Free Commentary

By: Dan Hueber –

The extended holiday does not appear to have diminished the positive enthusiasm that grain/soy markets have been experiencing since the USDA released the final production and supply/demand estimates last week.  Granted, the buying interest has really been concentrated in beans but the rising tide appears to be lifting all the boats for now and corn and wheat have been tugged up against key overhead resistance levels.  It would appear that at least a portion of the strength in beans is being stimulated by increasing concerns about growing conditions in Argentina.
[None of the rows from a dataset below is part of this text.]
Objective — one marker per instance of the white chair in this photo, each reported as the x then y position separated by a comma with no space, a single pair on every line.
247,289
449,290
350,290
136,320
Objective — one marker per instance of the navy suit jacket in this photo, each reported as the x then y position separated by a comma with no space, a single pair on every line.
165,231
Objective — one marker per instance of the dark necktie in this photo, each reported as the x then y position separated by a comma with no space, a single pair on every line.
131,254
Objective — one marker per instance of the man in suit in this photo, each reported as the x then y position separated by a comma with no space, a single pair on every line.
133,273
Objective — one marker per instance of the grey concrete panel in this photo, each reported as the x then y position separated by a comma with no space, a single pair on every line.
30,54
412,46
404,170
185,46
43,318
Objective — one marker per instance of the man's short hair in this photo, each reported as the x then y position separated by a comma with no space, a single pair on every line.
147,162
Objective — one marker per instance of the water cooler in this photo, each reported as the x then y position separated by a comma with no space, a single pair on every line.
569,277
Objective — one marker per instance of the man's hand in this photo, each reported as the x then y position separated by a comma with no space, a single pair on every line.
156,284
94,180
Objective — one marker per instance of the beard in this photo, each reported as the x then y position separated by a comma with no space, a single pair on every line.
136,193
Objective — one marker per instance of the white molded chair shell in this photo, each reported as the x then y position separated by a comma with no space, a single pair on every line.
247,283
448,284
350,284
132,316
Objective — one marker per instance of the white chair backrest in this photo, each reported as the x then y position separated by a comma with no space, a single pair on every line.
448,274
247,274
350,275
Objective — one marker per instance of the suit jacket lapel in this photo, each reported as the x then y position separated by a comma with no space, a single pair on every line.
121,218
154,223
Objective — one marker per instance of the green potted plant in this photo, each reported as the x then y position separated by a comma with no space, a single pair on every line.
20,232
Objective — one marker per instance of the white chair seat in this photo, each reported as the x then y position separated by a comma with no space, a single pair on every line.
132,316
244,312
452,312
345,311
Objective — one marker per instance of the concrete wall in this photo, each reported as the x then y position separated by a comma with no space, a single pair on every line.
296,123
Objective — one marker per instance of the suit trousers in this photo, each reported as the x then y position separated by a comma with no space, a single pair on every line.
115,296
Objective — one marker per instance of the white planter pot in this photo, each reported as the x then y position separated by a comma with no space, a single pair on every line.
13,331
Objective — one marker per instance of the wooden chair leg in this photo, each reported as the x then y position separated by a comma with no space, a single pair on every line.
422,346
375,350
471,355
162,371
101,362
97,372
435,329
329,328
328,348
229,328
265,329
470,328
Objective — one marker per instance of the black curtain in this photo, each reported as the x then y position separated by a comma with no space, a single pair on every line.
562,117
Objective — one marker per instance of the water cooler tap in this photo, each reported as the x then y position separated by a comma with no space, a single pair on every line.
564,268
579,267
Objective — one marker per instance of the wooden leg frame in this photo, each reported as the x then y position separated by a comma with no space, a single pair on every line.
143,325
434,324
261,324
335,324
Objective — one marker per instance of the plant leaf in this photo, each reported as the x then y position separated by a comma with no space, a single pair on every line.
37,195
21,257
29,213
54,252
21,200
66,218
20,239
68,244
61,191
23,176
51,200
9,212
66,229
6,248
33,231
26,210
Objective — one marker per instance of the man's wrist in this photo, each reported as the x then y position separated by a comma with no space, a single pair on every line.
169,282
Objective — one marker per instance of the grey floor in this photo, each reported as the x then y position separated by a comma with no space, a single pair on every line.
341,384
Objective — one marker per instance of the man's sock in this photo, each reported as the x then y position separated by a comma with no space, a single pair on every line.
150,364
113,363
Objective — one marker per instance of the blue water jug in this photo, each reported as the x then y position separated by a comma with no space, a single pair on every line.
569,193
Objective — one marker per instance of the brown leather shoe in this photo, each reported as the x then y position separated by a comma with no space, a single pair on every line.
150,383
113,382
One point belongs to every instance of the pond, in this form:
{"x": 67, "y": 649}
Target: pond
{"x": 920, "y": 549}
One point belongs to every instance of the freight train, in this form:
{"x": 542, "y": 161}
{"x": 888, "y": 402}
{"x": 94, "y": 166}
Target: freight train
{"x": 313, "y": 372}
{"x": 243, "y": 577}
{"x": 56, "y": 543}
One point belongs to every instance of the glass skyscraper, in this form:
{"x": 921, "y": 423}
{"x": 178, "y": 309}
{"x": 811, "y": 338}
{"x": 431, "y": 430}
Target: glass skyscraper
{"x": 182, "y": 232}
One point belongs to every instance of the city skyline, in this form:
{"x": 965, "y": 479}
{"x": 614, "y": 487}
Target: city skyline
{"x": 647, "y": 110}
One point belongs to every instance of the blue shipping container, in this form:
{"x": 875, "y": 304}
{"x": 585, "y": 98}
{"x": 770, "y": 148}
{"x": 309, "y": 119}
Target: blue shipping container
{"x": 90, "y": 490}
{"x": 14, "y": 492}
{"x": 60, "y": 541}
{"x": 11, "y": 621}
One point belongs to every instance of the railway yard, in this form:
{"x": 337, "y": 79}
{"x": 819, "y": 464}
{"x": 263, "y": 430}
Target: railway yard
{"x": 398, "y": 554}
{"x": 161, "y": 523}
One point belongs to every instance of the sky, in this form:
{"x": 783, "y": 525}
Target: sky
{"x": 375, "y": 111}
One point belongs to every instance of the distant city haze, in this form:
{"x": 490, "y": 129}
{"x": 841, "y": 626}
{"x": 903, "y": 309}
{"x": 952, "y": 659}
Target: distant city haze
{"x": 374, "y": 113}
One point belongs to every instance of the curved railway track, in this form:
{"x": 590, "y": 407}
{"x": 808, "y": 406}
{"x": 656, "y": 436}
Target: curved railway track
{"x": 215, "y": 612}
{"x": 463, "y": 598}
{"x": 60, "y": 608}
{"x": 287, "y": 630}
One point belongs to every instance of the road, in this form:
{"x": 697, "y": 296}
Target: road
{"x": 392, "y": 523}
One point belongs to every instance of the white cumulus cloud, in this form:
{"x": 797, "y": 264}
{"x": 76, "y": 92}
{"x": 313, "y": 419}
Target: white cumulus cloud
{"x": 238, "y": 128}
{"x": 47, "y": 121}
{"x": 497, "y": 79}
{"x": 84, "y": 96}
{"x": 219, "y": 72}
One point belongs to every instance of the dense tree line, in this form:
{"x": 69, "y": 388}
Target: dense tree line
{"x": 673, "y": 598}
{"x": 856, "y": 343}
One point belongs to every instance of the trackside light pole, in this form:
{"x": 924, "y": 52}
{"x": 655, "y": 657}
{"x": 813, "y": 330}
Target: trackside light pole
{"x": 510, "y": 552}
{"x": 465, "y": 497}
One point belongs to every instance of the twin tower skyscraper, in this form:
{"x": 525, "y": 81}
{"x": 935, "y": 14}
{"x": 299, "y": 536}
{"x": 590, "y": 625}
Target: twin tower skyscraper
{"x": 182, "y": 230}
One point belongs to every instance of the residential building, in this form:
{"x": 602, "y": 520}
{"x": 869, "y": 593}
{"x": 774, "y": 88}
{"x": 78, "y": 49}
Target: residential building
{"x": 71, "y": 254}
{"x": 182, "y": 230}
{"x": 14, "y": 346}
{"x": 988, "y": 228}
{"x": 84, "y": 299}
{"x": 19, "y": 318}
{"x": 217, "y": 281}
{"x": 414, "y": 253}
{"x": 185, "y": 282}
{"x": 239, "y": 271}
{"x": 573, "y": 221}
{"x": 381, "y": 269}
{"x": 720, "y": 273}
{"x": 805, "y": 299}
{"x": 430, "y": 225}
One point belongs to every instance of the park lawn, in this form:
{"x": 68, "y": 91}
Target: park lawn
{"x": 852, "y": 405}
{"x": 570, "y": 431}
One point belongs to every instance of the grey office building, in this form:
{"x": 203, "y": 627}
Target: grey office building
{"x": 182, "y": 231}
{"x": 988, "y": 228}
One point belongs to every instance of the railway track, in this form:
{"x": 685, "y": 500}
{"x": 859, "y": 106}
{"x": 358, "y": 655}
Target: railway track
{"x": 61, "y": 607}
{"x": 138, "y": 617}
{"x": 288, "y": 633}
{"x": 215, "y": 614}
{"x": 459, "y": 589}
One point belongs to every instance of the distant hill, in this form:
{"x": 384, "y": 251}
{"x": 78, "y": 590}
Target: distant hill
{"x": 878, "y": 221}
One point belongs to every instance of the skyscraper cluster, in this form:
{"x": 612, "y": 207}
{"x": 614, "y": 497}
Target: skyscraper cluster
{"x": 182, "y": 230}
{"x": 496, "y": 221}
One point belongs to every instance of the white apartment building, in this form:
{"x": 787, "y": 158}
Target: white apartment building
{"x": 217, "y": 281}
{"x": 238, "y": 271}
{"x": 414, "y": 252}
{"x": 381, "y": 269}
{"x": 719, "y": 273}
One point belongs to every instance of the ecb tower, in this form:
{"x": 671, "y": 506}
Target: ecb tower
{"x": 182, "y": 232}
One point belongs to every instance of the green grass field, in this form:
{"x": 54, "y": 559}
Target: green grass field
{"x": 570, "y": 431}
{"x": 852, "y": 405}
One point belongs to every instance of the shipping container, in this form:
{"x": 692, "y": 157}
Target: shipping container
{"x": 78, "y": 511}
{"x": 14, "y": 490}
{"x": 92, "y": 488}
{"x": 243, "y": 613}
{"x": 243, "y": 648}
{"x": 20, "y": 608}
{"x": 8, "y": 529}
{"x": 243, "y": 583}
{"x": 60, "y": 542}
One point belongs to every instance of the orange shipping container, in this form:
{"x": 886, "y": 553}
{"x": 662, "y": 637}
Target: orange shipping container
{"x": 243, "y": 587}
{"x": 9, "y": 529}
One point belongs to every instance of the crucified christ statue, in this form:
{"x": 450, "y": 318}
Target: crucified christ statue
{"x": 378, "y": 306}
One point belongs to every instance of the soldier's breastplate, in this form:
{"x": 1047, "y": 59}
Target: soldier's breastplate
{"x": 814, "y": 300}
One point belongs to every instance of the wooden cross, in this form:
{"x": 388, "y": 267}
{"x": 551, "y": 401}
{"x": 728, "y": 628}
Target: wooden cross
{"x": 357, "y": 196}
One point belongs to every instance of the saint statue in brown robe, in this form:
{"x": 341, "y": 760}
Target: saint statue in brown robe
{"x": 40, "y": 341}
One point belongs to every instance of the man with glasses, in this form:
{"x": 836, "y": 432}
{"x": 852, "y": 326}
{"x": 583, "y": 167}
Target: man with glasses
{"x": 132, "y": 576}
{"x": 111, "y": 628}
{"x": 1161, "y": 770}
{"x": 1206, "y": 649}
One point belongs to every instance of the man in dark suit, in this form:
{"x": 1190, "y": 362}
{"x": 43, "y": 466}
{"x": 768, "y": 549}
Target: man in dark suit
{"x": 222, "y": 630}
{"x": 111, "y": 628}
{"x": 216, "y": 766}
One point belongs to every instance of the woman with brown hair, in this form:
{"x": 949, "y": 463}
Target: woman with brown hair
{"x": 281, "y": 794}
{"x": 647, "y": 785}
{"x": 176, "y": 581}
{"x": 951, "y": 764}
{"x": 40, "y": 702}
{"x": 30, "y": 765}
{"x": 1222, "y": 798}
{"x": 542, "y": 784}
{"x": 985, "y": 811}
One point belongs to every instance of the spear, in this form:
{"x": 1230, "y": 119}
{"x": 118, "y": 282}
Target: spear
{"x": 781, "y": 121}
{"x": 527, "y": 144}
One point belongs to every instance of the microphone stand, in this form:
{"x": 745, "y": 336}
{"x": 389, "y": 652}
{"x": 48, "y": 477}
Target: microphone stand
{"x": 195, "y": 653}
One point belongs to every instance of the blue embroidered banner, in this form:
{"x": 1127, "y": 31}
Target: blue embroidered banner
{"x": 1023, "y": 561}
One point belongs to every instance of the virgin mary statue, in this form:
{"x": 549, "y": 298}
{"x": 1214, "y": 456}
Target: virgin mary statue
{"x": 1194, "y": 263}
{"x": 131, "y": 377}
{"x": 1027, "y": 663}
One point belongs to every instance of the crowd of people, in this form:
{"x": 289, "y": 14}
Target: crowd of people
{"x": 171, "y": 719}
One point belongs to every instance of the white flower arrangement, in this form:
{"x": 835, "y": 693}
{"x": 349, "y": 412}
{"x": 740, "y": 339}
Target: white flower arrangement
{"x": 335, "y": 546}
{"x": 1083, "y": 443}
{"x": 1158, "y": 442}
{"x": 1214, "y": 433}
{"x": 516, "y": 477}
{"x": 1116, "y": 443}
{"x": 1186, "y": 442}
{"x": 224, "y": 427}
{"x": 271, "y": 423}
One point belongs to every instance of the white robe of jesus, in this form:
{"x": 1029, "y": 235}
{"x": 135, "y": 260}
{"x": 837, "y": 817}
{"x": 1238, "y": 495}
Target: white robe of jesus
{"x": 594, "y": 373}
Recognize that in South American this year, we seem to have a “A tale of two cities” when you compare the conditions between Brazil and Argentina.  According to Dr. Cordonnier, while both nations have been wet, Brazilian crops are far enough along and remain in solid shape that it has not created any issues and in fact he is considering raising the estimate for that nation.  Argentina is another story though.  Ongoing excessive rains have created additional flooding, which he estimates may have now wiped out upwards of 2 million hectares or around 10% of the soybean production.   He has lowered his bean production estimate by 4 MMT to 51 MMT and his corn production estimate .5 MMT to 34 MMT.

There is another commodity that appears to be suffering a short fall in production and this could be one that will impact many of our pocketbooks. For the third year in a row, production of Robusta coffee has declined and has fallen to the lowest output since 2012.  Recognize that Robusta is considered a lower grade coffee and is used to make instant coffee or is blended with the higher quality Arabica coffees, which ironically have witnessed record production this past year.  Regardless, the International Coffee Organization is predicting a supply shortfall of 3.5 million bags for the marketing year that began in October.   Prices for Robusta coffee currently stand around 43% higher than a year ago but the large Arabica production has tempered the overall advance in wholesale prices.  Regardless, JM Smuckers who manufactures such brands as Folgers and Dunkin Donuts have announced they will raise prices by an average of 6%.


Macros lean positive as we begin this new week with energies and gold higher, and equities and the U.S. Dollar lower.  As I commented initially, corn and wheat are higher but are looking just a bit top heavy as well as pressing against key resistance but soybeans, even though they are quickly approaching the Nov/Dec reaction highs, appear to show no sign of exhausting just yet.